Por unanimidade, Senado aprova isentar IR para quem ganha até RS 5 mil
Luiz Claudio Ferreira – Repórter da Agência Brasil
O plenário do Senado aprovou, por unanimidade, nesta quarta (5), o projeto de lei 1087/2025 que isenta do Imposto de Renda (IR) quem ganha até R$ 5 mil mensais e aumenta a taxação de altas rendas. Se o texto for sancionado até o final do ano pelo presidente Luiz Inácio Lula da Silva, a redução do IR passa a valer a partir de janeiro de 2026. 

O governo calcula que cerca de 25 milhões de brasileiros vão pagar menos impostos, enquanto outros 200 mil contribuintes terão algum aumento na tributação. “É uma medida que dialoga com a vida real das pessoas”, disse o presidente do Senado, Davi Alcolumbre.
Para compensar a perda de arrecadação, o projeto prevê uma alíquota extra progressiva de até 10% para aqueles que recebem mais de R$ 600 mil por ano (R$ 50 mil por mês). O texto também estabelece a tributação para lucros e dividendos remetidos para o exterior com alíquota de 10%.
O projeto foi encaminhado pelo governo em março ao Congresso e foi aprovado em outubro pela Câmara. O relator da proposta foi o senador Renan Calheiros (MDB-AL), que acatou apenas emendas dos senadores Eduardo Gomes (PL-TO) e Rogério Carvalho (PT-SE).
Histórico

O relator do projeto no Senado, Renan Calheiros, defendeu a proposta e destacou que a decisão seria histórica para o país. “O projeto do imposto zero é um dos mais importantes e mais aguardados dos últimos anos”.
Renan afirmou que a proposta do Executivo corrige distorções e contribui para o bem-estar social. Segundo ele, a medida promove justiça tributária ao reduzir a carga de impostos sobre a população de baixa renda e, ao mesmo tempo, ampliar a tributação sobre os super-ricos.
De acordo com o senador, a política de “imposto zero” deve beneficiar cerca de 25 milhões de trabalhadores.
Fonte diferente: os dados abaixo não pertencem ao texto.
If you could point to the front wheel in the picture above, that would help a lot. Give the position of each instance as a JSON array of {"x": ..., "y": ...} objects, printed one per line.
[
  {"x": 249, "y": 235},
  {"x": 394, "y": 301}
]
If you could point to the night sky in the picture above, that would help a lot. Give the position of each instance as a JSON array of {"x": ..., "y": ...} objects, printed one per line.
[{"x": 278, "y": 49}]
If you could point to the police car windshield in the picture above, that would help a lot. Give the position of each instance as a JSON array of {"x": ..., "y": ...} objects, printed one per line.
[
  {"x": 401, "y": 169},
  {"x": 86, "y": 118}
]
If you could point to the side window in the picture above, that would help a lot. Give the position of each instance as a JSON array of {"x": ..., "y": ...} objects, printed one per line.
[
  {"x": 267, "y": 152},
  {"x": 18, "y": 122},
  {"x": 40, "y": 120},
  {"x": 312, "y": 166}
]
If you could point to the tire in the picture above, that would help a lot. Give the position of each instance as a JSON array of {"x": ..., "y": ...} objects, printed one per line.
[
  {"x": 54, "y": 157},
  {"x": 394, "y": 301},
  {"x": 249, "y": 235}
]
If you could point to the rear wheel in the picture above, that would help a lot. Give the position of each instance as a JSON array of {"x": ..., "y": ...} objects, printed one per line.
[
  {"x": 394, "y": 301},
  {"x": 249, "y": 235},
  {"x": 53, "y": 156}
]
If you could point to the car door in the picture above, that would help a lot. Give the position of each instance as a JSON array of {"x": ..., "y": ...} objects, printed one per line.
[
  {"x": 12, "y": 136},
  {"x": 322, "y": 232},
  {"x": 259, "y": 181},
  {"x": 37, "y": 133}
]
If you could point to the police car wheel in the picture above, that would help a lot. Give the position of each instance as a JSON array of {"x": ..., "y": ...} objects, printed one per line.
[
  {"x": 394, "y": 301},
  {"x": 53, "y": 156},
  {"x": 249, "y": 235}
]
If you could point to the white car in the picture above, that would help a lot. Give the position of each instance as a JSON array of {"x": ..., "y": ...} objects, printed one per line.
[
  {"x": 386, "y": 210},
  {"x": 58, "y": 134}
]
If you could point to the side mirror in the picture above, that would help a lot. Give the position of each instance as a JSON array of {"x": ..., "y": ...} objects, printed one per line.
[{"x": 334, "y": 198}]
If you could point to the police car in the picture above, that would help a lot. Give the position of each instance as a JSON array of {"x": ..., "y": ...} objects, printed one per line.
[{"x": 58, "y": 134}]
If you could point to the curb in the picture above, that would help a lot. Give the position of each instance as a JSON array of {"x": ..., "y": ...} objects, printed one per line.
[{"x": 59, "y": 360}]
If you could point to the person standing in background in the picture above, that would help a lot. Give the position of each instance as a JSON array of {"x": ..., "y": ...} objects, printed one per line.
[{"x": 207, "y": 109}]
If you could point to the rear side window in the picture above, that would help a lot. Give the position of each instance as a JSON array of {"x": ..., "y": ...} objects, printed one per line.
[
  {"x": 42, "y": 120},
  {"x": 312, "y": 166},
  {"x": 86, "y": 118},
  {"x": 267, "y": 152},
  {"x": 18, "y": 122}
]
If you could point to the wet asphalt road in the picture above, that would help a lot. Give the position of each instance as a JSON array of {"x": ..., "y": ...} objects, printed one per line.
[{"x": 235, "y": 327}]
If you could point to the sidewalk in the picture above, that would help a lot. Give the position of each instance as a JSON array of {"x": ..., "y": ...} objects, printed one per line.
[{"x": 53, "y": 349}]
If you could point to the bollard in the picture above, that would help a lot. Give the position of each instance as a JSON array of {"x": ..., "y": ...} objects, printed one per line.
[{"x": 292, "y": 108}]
Em contrapartida, o governo compensará a renúncia fiscal com o aumento da carga tributária sobre aproximadamente 200 mil contribuintes de alta renda. “Os trabalhadores terão um ganho médio de R$ 3,5 mil por ano”, afirmou.
Além disso, Renan destacou que os contribuintes com rendimentos mensais entre R$ 5 mil e R$ 7,35 mil também serão beneficiados. Nesse caso, haverá uma redução proporcional do imposto devido.
Entenda o projeto
Caso o presidente Luiz Inácio Lula da Silva sancione a nova legislação ainda em 2025, as mudanças entram em vigor a partir de janeiro do próximo ano. A proposta isenta do Imposto de Renda os rendimentos mensais de até R$ 5 mil para pessoas físicas. Além disso, reduz parcialmente o imposto devido por contribuintes que recebem entre R$ 5.000,01 e R$ 7.350 por mês.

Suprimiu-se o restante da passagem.